Bendiner left the Cret office in 1933, and opened his own architectural office in Philadelphia, which remained in operation until his retirement in 1961. Finding clients was a challenge during the Great Depression, and commissions were few and far between. Most of his completed designs during this period were alterations to houses and commercial buildings, and the third story addition to the Moore School (1940).

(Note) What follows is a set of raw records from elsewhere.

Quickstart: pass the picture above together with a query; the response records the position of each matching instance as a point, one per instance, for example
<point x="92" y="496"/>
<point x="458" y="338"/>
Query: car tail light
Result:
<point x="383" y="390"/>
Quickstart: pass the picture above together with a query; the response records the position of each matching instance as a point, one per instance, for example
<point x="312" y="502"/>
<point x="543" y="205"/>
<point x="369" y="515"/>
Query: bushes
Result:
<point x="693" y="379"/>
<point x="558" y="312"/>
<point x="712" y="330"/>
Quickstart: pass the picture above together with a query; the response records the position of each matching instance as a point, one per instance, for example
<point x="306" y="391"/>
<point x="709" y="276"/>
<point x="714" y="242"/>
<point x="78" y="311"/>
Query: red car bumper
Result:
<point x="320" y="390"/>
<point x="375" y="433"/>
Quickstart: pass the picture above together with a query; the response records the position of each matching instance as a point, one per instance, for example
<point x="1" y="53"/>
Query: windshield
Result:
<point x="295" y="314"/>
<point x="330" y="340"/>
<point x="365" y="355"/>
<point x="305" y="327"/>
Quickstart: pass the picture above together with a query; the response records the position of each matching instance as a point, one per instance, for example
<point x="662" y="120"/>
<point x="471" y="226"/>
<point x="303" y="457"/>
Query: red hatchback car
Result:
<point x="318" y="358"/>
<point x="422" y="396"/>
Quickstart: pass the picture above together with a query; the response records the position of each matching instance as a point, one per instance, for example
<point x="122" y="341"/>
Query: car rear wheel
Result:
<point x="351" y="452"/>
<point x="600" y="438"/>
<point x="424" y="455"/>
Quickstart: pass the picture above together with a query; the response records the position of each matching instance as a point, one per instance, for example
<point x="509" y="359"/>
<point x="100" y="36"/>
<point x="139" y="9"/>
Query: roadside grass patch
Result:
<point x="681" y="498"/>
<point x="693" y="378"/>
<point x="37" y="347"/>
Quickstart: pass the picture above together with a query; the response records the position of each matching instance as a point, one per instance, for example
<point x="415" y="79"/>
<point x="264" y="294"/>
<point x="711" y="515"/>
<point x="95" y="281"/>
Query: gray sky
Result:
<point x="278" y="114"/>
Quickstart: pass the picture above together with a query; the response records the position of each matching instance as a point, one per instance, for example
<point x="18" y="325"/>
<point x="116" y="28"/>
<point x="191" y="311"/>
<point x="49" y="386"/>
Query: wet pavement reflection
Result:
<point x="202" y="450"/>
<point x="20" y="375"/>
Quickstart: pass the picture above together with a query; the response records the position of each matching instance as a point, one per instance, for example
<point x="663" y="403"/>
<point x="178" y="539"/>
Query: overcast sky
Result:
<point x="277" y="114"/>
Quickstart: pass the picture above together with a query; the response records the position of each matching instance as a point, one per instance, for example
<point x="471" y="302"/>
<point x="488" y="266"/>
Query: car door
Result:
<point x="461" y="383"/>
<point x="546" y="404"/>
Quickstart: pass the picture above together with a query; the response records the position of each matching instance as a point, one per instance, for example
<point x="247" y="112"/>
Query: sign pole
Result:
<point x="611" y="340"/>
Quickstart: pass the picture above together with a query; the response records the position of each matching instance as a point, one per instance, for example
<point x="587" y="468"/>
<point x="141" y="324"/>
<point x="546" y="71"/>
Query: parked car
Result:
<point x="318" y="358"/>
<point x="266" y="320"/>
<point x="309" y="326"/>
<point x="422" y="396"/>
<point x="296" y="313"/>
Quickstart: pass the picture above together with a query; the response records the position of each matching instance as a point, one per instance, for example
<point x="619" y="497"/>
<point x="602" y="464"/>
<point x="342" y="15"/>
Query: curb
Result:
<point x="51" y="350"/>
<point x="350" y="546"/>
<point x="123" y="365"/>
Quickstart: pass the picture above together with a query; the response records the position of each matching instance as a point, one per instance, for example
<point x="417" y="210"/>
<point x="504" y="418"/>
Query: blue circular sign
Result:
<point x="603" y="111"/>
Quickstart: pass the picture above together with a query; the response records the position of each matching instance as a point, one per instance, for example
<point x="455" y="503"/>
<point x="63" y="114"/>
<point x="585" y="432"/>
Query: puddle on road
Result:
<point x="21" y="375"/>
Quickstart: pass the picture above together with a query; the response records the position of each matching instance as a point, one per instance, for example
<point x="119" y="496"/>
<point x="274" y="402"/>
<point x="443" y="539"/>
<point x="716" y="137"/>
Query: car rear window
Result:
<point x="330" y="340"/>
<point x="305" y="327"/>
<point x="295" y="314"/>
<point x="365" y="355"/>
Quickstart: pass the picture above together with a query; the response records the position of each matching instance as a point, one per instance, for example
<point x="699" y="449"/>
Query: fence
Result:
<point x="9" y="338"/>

===Archaeological draftsman===
The University of Pennsylvania Museum sponsored archaeological excavations at Tepe Gawra and Khafaji, Iraq, in 1937. Bendiner went along as project draftsman on the 8-month excavation, drawing site plans and sections of the dig, and making measured drawings of the artifacts uncovered. He again worked as an archaeological draftsman on an excavation in Tikal, Guatemala, in 1960.

===Caricaturist===
Hungarian-American violinist Arthur Hartmann was Bendiner's uncle, and his maternal grandfather had also been a violinist. In 1938, Bendiner pitched himself to the Philadelphia Evening Bulletin as a music critic, but with a twist: each review would be illustrated by his caricature of the featured musician, drawn during the performance. His caricatures became highly popular, and he reproduced them as lithographs, earning him the moniker "The Hirschfeld of Philadelphia." He retired from music criticism in 1946, and collected his favorite reviews and caricatures in the 1952 book Music to My Eyes.

===Muralist===
Bendiner's first mural commission was for Gimbel Brothers Department Store in Philadelphia, in 1952. The subject was a musical event that had occurred thirteen years earlier: Sergei Rachmaninoff performing as piano soloist in his Symphony No. 3 with the Philadelphia Orchestra. Rachmaninoff had chosen the Philadelphia Orchestra under conductor Leopold Stokowski to perform the work's world premiere, November 6, 1936. He returned three years later to perform Symphony No. 3 under conductor Eugene Ormandy and to make the first recording of it. The mural depicted the December 2, 1939 concert at the Academy of Music, the composer/pianist's final appearance with the orchestra. Rachmaninoff died in 1943. The mural is illustrated in Bendiner's autobiography.

Fidelity Bank commissioned Bendiner to paint twin murals for its Rittenhouse Square branch: Rittenhouse Square, 1856 and Rittenhouse Square, 1956. He also painted murals for the offices of Blue Cross of Greater Philadelphia (1959); and The Story of Man for the University of Pennsylvania Museum.

===Author===

Bendiner's books include:

- Music to My Eyes (1952)
- Bendiner's Philadelphia (1964)
- Translated from the Hungarian: Notes toward an Autobiography (1967)

==Personal==
Bendiner married Elizabeth "Betty" Sutro (1904-1991) in August 1938. They had met a decade earlier when they shared the same drafting table at Penn, she during the day and he at night. Bendiner described them as a "mixed marriage" between an Orthodox Jew and an "Old Philadelphia" Episcopalian. She assisted him on the 1960 Guatemala archaeological excavation.